For the last forty years we’ve been taught that eggs were bad news for blood cholesterol and our heart, and many frightened consumers have been limiting themselves to no more than one egg a week.
While eggs are undoubtedly high in cholesterol (about 186 mg per egg), it is no longer taken for granted that the cholesterol in eggs is bad for our health.
Up to 14 eggs a week!
In a 2013 article Health24’s DietDoc (now retired) mentions a South African study into eggs and heart disease that was conducted by leading nutrition researchers at the then University of Potchefstroom in 1992. They investigated the effect of eating three to 14 eggs per week on biochemical risk markers of coronary heart disease in 70 young men who also ate a high-fat diet.

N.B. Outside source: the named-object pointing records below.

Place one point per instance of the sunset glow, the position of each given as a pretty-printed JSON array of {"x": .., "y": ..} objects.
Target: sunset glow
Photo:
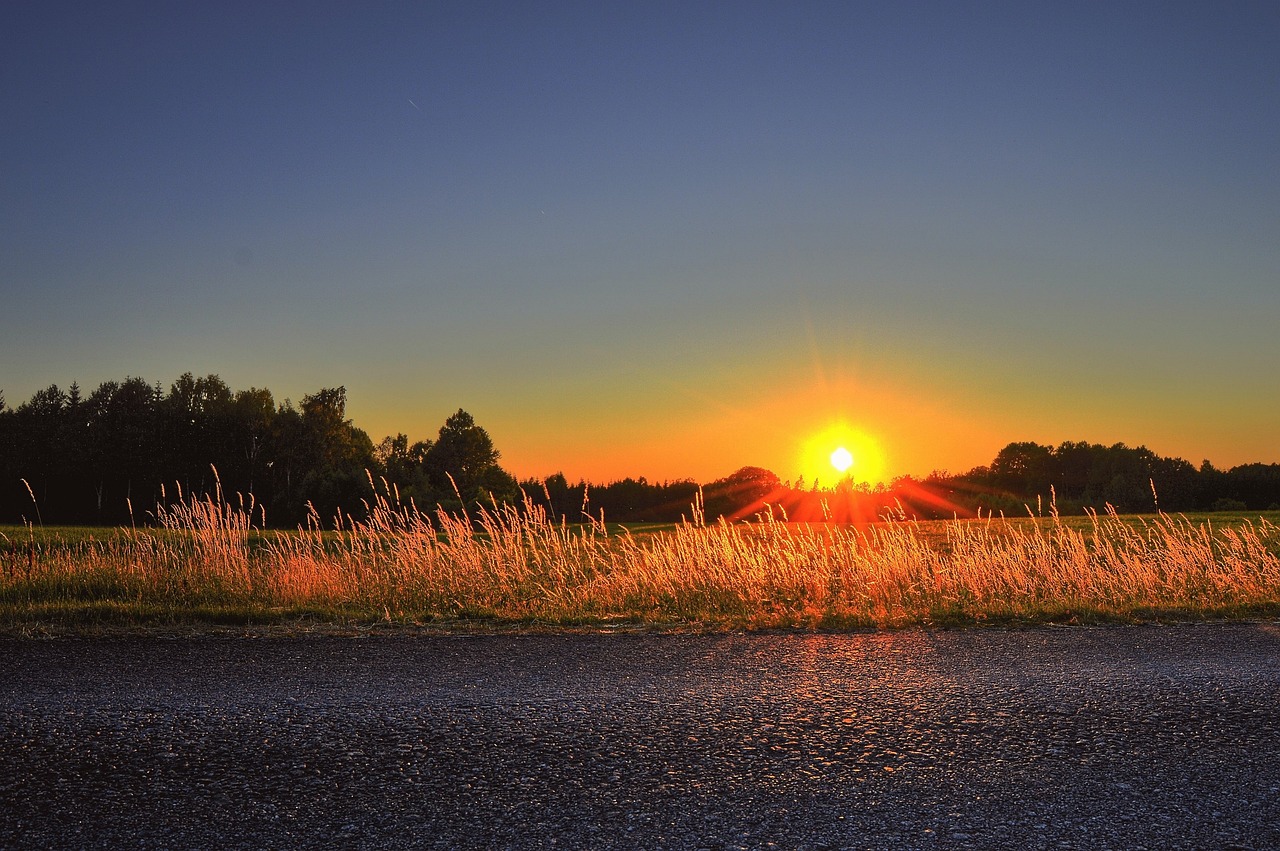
[{"x": 841, "y": 452}]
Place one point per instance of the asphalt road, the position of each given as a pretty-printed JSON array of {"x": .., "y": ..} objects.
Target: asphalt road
[{"x": 1116, "y": 737}]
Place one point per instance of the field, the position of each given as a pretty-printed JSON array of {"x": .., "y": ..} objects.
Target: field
[{"x": 204, "y": 564}]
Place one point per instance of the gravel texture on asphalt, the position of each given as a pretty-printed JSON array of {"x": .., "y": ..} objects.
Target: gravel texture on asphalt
[{"x": 1061, "y": 737}]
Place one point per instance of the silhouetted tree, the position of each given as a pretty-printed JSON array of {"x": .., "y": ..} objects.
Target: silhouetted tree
[{"x": 465, "y": 458}]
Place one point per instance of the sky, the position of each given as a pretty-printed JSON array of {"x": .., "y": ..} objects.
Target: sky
[{"x": 662, "y": 239}]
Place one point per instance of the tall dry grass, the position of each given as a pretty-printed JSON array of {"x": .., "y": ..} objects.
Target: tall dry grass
[{"x": 205, "y": 559}]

In the study, all the participants first ate three eggs per week for two months in the run-in phase. During the five month experimental phase the control subjects continued to eat three eggs per week, while the two experimental groups of subjects ate either seven or 14 eggs per week.
Read: Egg-static about eggs?
None of the risk markers for heart disease such as lipoprotein in the blood or coagulation factors were different in the control and the two egg-eating experimental groups. The authors of the study recommended that dietary advice to prevent cardiovascular disease, should emphasise reducing total fat intake, rather than to concentrate only on dietary cholesterol intake in general, and eggs in particular.
New Zealand Heart Foundation agrees
In January 2016 the New Zealand Heart Foundation (NZHF) issued a paper Eggs and the Heart which turned out to be very good news for egg consumers and the egg industry.
Read: An egg a day to keep allergies away
In the paper the NZHF recommends that people who are at risk of heart disease can now eat up to six eggs per week instead of the previously recommended three. What’s even more interesting is that they place no restriction on egg consumption on the general population.
- The paper concluded that eggs can be part of a heart-healthy diet and are a good source of protein, carotenoids, vitamin D, vitamin B12, selenium and choline.
- Saturated fatty acids have a greater effect on blood cholesterol levels (and subsequent risk of heart disease) than the cholesterol in egg yolks.
- According to NZHF research, overall evidence for the effect of eggs on blood cholesterol or on those at risk of heart disease is inconsistent and many of the studies reviewed had strong limitations.
- The weight of evidence suggests eggs have only a very small effect on blood cholesterol levels, especially at normal levels of intake.
- The evidence of an association between dietary cholesterol and heart disease is not strong enough to warrant current egg intake recommendations of three a week.
- Even when taking into account the reaction of hyper-responders to dietary cholesterol (e.g. type 2 diabetics), the increases in blood cholesterol were still small.
The Heart Foundation recommends that people who are at increased risk for heart disease (incl. type 2 diabetics) can safely eat up to six eggs per week.
Read: Eggs may up diabetes risk
Generally healthy members of the population need not restrict their egg intake, but should rather concentrate on healthy eating habits.
Care should be taken to reduce unhealthy foods generally eaten with eggs like bacon and sausages, refined white bread and butter and large amounts of salt. Fruit, vegetables and whole grains are recommended, as well as sources of healthy fats like nuts, seeds and oily fish.